DESCRIPTION (provided by applicant): Shigella dysenteriae Type 1 is one of the most fearsome of the Category B Priority agents owing to its high infectivity at low doses, severe disease sequelae, and ability to cause explosive epidemics in naive populations. No prophylactic vaccine or specific therapy exists for prevention of disease caused by this pathogen and therapeutic options are limited against the majority of clinical isolates which are increasingly multiply antibiotic resistant. S. dysenteriae Type 1 is easily spread by tainted food or water and an intentional act of contamination could lead to widespread serious disease and death in a population with no immunity to this organism. Recent clinical trials with attenuated strains of Shigella flexneri have reinforced the safety and efficacy, of live Shigella vaccine candidates and confirmed the attenuating capacity of mutations in the guaBA, set, and sen genes. These data provide a strategy for the rational design of a series of live, attenuated S. dysenteriae vaccine strains based on a combination of these mutations in addition to elimination of shiga toxin activity. In addition, by inserting a constitutive promoter driving expression of the shiga toxin B subunit in these attenuated strains, shiga toxin neutralizing immune responses could be elicited and provide protection not only against S. dysenterae but also against other shiga toxin-producing pathogens. Using our collection of S. flexneri vaccine strains with known clinical outcomes we propose to modify animal and in vitro assays to increase the sensitivity for distinguishing differences between strains at the preclinical level. Refined assays will allow greater predictive power of subsequent clinical performance resulting in accelerated advancement of the most promising candidate strain or strains to clinical trials and production. The live attenuated strains can then be used to express protective antigens or epitopes from other priority pathogens. We will design systems for expression of PA from B. anthracis from stabilized plasmid constructs, chromosomally integrated and in secreted form by fusion to ClyA. Relevance: These studies will result in a series of live attenuated Shigella dysenteriae vaccine candidates for advancement to clinical trials and for use in the development of a multivalent, oral vaccine to protect against multiple priority agent diseases which will help protect citizens from potential biothreats.
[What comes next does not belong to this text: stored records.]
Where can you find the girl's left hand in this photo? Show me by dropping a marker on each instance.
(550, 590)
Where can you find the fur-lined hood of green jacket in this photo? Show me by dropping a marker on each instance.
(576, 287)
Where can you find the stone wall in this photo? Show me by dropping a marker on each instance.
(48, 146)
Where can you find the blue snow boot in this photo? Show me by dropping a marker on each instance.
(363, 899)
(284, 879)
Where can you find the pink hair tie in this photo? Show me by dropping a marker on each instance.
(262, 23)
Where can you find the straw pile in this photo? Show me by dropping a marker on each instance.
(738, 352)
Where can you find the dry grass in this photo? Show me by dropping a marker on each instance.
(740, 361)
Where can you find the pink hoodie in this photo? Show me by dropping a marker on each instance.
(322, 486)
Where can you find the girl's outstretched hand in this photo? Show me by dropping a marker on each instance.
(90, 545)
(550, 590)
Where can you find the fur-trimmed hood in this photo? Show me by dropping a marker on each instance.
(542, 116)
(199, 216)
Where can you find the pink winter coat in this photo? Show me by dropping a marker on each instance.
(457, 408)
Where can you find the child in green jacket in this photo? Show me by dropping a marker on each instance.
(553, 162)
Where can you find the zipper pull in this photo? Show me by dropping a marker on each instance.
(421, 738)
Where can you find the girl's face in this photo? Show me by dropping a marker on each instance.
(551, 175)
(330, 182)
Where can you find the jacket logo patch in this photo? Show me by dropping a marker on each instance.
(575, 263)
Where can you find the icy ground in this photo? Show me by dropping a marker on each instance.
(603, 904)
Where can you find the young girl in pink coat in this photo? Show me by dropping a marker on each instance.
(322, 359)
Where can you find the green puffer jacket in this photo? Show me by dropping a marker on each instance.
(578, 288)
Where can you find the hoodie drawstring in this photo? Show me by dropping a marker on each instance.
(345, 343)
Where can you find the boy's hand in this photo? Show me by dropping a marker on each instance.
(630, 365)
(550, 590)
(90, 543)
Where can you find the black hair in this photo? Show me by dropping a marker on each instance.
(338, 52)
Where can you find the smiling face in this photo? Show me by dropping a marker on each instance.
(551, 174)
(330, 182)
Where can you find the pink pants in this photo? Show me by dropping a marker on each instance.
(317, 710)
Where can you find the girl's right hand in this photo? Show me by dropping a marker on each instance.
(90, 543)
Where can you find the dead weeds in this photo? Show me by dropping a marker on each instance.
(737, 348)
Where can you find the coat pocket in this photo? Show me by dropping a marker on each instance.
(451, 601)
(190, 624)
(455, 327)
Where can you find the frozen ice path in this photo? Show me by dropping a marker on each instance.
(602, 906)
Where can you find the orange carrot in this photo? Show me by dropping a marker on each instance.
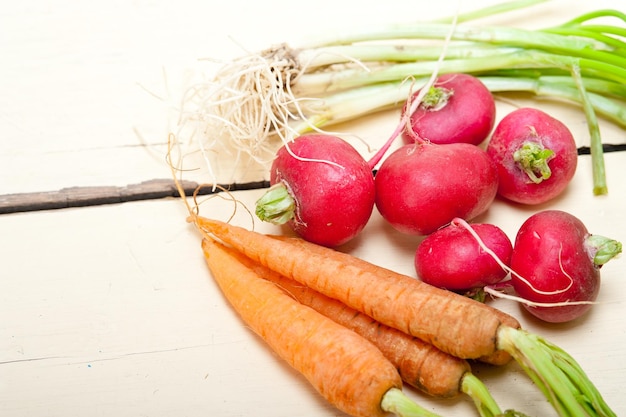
(420, 364)
(499, 357)
(347, 370)
(455, 324)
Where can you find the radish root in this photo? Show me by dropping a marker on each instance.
(492, 291)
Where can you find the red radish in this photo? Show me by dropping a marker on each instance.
(322, 187)
(422, 187)
(556, 260)
(536, 156)
(452, 258)
(457, 108)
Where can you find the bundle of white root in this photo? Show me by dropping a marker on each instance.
(256, 103)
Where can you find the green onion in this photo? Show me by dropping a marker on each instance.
(257, 102)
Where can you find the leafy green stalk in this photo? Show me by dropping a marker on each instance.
(595, 143)
(329, 82)
(353, 103)
(562, 381)
(490, 10)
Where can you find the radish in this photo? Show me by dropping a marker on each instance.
(557, 261)
(457, 108)
(535, 154)
(322, 187)
(422, 186)
(451, 257)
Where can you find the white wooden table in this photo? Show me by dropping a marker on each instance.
(110, 310)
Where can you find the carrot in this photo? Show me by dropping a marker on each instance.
(457, 325)
(399, 301)
(499, 357)
(347, 370)
(420, 364)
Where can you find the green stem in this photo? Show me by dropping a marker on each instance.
(602, 249)
(329, 82)
(395, 401)
(478, 392)
(490, 10)
(276, 206)
(532, 158)
(562, 381)
(496, 35)
(353, 103)
(595, 143)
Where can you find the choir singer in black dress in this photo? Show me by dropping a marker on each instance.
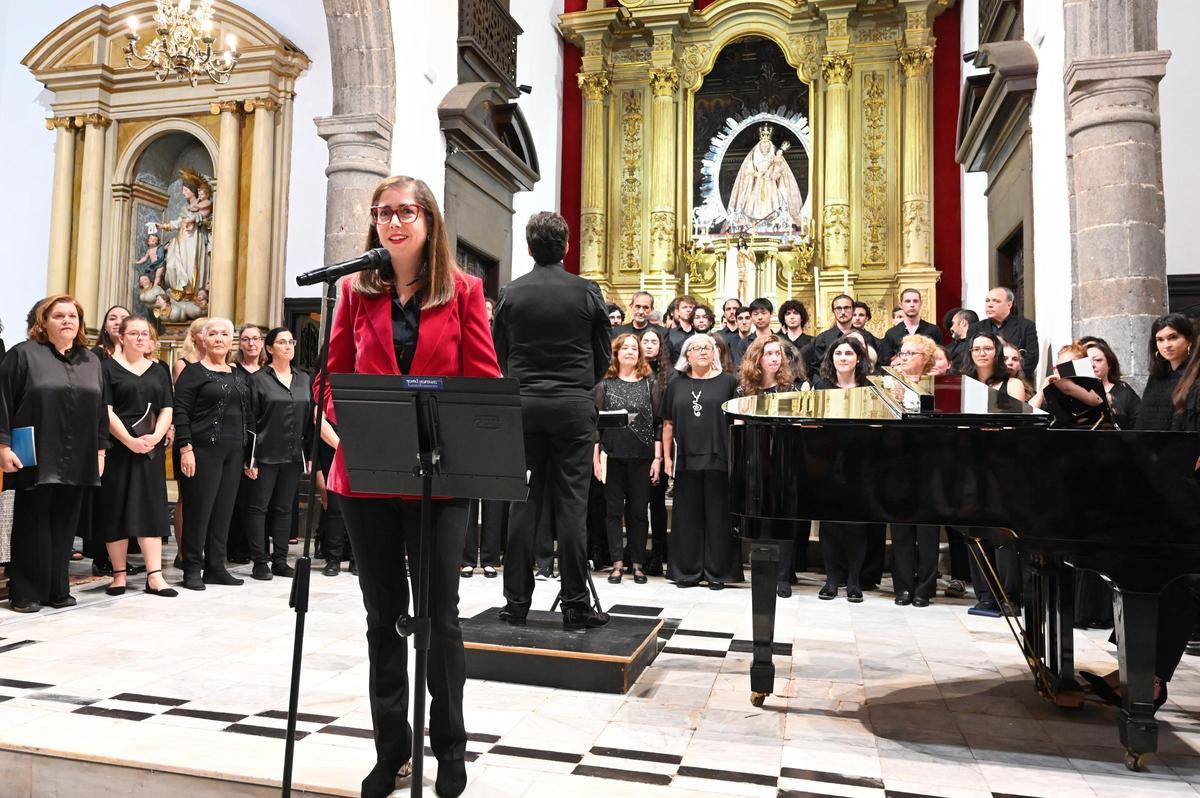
(419, 315)
(695, 449)
(211, 412)
(133, 491)
(53, 384)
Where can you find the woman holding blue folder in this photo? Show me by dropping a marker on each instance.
(51, 390)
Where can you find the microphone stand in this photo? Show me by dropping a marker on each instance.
(299, 599)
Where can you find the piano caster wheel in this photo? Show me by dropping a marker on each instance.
(1135, 762)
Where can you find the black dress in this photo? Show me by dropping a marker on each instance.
(133, 490)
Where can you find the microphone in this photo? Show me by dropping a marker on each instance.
(375, 258)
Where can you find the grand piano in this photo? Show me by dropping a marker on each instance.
(1125, 504)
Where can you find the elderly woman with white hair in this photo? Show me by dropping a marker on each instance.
(695, 447)
(211, 413)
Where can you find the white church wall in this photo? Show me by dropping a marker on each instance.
(539, 65)
(1181, 119)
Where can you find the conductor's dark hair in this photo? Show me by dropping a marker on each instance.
(546, 235)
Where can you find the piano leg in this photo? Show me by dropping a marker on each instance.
(1135, 616)
(763, 574)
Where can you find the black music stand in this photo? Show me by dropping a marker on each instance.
(457, 437)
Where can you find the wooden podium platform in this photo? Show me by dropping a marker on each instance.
(607, 659)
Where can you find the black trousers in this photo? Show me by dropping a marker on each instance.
(558, 437)
(627, 499)
(273, 495)
(844, 551)
(1007, 563)
(208, 504)
(45, 520)
(915, 549)
(659, 520)
(383, 533)
(485, 528)
(702, 541)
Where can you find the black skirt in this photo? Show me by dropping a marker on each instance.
(132, 496)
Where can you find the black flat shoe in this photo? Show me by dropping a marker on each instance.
(166, 593)
(451, 778)
(115, 591)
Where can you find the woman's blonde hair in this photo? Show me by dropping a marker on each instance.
(439, 269)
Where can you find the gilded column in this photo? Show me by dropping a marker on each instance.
(91, 211)
(262, 199)
(595, 87)
(915, 211)
(61, 199)
(837, 69)
(664, 85)
(223, 291)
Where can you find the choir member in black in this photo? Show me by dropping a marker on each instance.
(767, 369)
(695, 449)
(634, 453)
(211, 413)
(660, 364)
(53, 384)
(435, 325)
(1170, 345)
(1123, 400)
(1003, 323)
(910, 324)
(915, 547)
(193, 351)
(132, 498)
(250, 358)
(281, 420)
(844, 545)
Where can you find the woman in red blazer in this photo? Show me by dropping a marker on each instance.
(421, 316)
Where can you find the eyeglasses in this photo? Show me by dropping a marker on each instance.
(406, 214)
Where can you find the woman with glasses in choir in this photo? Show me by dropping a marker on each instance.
(695, 450)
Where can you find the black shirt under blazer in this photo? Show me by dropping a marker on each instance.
(201, 405)
(552, 334)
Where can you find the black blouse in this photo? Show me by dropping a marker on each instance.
(700, 427)
(282, 417)
(64, 397)
(210, 406)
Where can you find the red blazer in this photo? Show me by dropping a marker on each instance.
(454, 341)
描述（由申请方提供）：由于其在低剂量下的高感染性、严重的疾病后遗症以及在未感染人群中引起爆发性流行病的能力，1型志贺菌是B类优先病原体中最可怕的病原体之一。没有预防性疫苗或特异性疗法可用于预防由该病原体引起的疾病，并且针对大多数临床分离株的治疗选择有限，这些临床分离株越来越具有多重抗生素耐药性。S. 1型沙门氏菌很容易通过受污染的食物或水传播，故意的污染行为可能导致对该生物体没有免疫力的人群广泛传播严重疾病和死亡。最近用福氏志贺菌减毒株进行的临床试验加强了活志贺菌候选疫苗的安全性和有效性，并证实了guaBA、set和sen基因突变的减毒能力。这些数据为一系列减毒活S.除了消除滋贺毒素活性之外，还基于这些突变的组合的霍乱弧菌疫苗株。此外，通过在这些减毒菌株中插入驱动滋贺毒素B亚基表达的组成型启动子，可以引发滋贺毒素中和免疫应答，并且不仅提供针对S.志贺毒素不仅对大肠杆菌，而且对其他产生滋贺毒素的病原体也有效。使用我们的S.具有已知临床结果的弗氏疫苗株我们建议修改动物和体外测定以增加在临床前水平区分菌株之间差异的灵敏度。经过改进的检测试剂盒将提高后续临床性能的预测能力，从而加速最有希望的候选菌株进入临床试验和生产。然后，减毒活菌株可用于表达来自其他优先病原体的保护性抗原或表位。我们将设计从B表达PA的系统。炭疽杆菌，其来自稳定的质粒构建体，染色体整合并通过融合到ClyA而呈分泌形式。相关性：这些研究将产生一系列减毒志贺氏菌活疫苗候选物，用于临床试验，并用于开发多价口服疫苗，以预防多种优先病原体疾病，这将有助于保护公民免受潜在的生物威胁。